Merito anche di Gianni De Biasi.
“Era l’allenatore giusto e noi lo abbiamo seguito. Alla fine del girone d’andata eravamo primi, ma poi tra gennaio e febbraio siamo stati quasi due mesi senza vincere. Il gruppo era composto da uomini veri e nessuno ha mai smesso di credere all’obiettivo”.
La spinta dei tifosi era pazzesca.
“La gente era sempre al campo e in ogni occasione ci faceva capire quanto era importante vincere quel campionato di Serie B. Il giorno dell’esordio contro l’Albinoleffe è stato incredibile: Cairo fece il giro di campo prima del match e 30.000 persone ci trascinarono alla vittoria”.
Com’era Cairo alla prima esperienza da presidente?

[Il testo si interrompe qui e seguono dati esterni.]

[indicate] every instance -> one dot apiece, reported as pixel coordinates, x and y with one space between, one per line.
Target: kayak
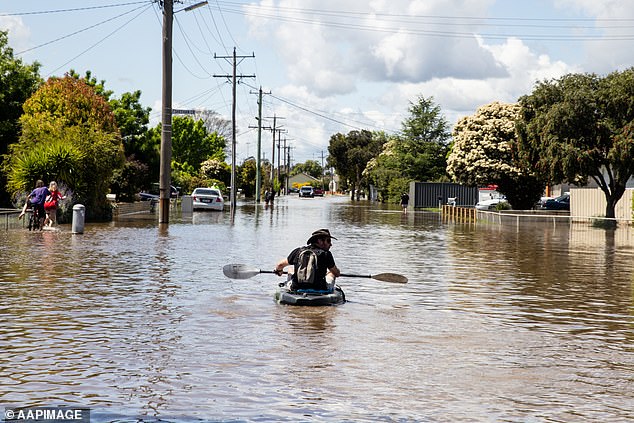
309 297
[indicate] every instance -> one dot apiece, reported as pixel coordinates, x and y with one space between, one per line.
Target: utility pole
233 77
258 168
274 129
166 121
287 162
165 191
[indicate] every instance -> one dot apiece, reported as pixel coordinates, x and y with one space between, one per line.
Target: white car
207 199
490 204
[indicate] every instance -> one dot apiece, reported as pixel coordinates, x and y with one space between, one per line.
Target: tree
192 144
246 177
18 81
66 115
422 148
418 154
580 128
483 153
309 167
350 154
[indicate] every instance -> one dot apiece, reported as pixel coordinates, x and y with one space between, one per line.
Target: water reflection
503 323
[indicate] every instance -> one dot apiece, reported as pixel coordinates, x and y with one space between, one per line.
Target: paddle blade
390 277
239 271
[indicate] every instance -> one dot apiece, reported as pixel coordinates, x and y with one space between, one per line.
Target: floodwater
518 323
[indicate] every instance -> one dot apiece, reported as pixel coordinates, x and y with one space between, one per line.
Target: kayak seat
314 291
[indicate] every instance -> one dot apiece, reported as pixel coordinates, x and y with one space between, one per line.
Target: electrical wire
99 42
84 29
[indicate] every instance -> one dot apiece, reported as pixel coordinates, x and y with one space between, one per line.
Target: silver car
207 199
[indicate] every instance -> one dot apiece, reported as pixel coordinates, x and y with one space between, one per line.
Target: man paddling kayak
314 265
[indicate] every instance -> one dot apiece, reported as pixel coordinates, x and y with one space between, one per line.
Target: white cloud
19 34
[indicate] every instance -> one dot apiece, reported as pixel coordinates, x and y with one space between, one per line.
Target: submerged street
497 323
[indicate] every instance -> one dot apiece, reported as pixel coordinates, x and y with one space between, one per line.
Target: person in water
36 201
313 265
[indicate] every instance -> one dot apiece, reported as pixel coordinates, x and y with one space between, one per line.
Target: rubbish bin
79 213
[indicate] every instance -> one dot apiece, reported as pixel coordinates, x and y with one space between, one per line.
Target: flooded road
497 323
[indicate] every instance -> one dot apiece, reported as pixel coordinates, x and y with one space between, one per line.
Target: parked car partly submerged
491 204
560 203
306 191
207 199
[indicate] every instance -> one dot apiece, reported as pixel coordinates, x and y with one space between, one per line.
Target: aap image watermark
46 415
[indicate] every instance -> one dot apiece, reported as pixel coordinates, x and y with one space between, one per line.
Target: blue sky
330 66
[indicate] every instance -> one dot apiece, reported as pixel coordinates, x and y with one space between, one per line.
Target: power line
48 12
86 29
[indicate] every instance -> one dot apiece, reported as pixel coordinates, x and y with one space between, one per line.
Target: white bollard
79 212
187 204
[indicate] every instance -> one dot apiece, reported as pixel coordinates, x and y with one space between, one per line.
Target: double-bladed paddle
243 271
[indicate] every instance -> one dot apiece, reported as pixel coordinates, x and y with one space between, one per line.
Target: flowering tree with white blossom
484 152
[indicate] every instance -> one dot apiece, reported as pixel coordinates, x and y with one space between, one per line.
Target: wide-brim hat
319 233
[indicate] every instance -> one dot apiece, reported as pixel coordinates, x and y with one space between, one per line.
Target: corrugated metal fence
590 202
433 194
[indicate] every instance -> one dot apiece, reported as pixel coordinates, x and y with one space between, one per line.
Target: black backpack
306 267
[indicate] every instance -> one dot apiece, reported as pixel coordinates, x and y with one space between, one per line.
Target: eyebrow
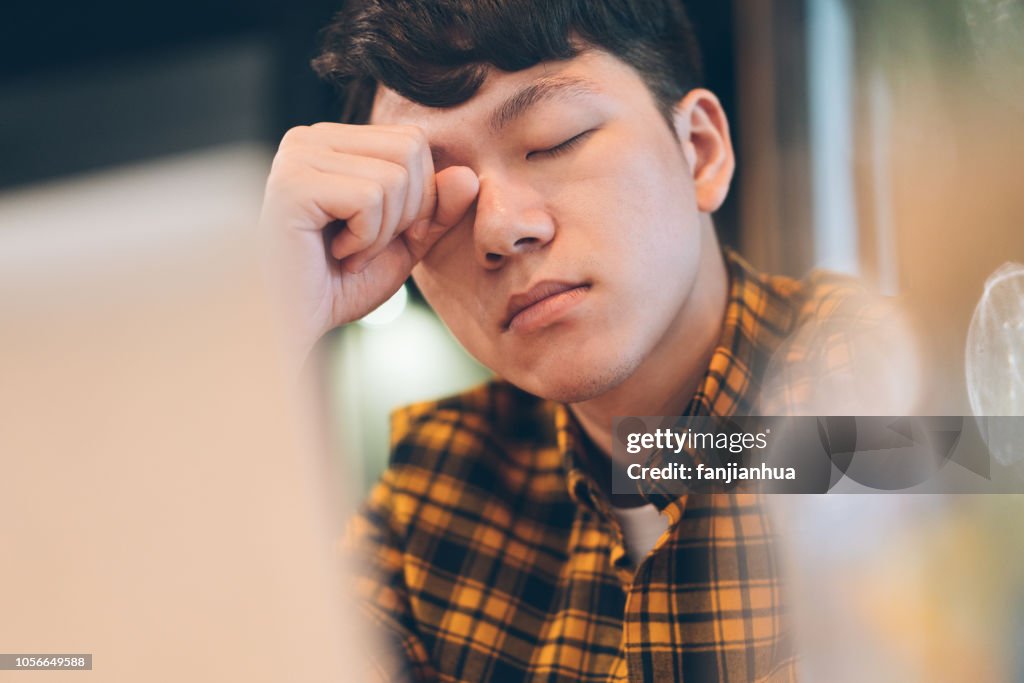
551 87
543 89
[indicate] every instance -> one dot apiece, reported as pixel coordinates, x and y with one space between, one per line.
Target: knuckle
372 196
397 177
294 136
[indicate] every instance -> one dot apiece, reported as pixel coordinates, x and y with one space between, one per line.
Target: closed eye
562 148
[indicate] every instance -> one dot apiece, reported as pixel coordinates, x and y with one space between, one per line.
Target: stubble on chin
577 385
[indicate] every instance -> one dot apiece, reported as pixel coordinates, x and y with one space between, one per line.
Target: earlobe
702 130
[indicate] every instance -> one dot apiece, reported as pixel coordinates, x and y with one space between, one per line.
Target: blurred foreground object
164 507
995 361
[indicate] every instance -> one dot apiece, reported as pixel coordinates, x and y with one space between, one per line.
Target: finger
406 145
457 190
357 202
393 179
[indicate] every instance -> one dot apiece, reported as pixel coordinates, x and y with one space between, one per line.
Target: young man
546 171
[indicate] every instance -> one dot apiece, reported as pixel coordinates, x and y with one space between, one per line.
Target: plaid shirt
494 556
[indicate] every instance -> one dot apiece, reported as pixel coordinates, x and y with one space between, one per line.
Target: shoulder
485 449
841 349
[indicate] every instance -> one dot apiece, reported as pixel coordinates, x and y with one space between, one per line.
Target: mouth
542 305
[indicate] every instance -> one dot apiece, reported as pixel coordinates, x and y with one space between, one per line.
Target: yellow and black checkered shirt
494 556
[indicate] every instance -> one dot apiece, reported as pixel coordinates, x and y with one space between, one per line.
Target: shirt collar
757 317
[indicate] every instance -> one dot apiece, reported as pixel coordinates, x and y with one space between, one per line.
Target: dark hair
437 52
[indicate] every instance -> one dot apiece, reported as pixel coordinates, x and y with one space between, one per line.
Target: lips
542 304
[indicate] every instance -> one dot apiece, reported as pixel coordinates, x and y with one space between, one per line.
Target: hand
350 210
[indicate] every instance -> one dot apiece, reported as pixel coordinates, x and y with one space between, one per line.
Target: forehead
504 95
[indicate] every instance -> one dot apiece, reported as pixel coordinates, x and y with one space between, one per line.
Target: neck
669 377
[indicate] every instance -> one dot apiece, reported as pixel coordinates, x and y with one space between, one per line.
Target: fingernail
419 230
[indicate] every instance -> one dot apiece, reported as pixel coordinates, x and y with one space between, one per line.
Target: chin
572 381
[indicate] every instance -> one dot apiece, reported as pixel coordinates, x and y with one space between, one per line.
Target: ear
704 135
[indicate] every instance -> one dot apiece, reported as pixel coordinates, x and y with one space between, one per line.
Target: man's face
581 252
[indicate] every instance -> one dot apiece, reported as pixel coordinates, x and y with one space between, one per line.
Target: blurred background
878 138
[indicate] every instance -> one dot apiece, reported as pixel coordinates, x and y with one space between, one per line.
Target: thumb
457 187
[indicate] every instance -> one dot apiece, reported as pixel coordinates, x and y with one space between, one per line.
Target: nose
511 219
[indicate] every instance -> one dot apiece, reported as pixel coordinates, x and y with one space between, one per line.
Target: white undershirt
642 527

“Un gran presidente. Seguiva la squadra e investiva tanto. Ci faceva sentire la vicinanza della società”.
Il traguardo lo avete tagliato nello spareggio contro il Mantova.
“Fu tutto meno che facile visto che il giovedì, nella partita d’andata, perdemmo per 4-2 e al ritorno dovevamo vincere con due reti di scarto. Il giorno prima si presentarono 2.000 tifosi e ci caricarono chiedendoci solo di dare l’anima, perché loro ci avrebbero spinti alla vittoria. Fu proprio così: se ripenso al tifo di quello spareggio, concluso dopo i tempi supplementari, mi vengono ancora i brividi. I giocatori del Mantova lo subirono molto”.
Quattro delle squadre con cui ha conquistato la promozione, adesso sono in Serie A: Torino, Como, Bologna e Lecce.
“Manca il Siena… Il Como in questo momento è la società più in espansione al mondo. Il Bologna si è posizionato nella parte sinistra della classifica grazie a Saputo e al lavoro di Sartori. Il Lecce ha stabilito il suo record consecutivo di salvezze e può restare in A. Il Toro ha un allenatore nuovo e un modo di giocare diverso: contro l’Inter ha fatto male, ma contro la Fiorentina ho visto che i giocatori hanno messo lo spirito giusto”.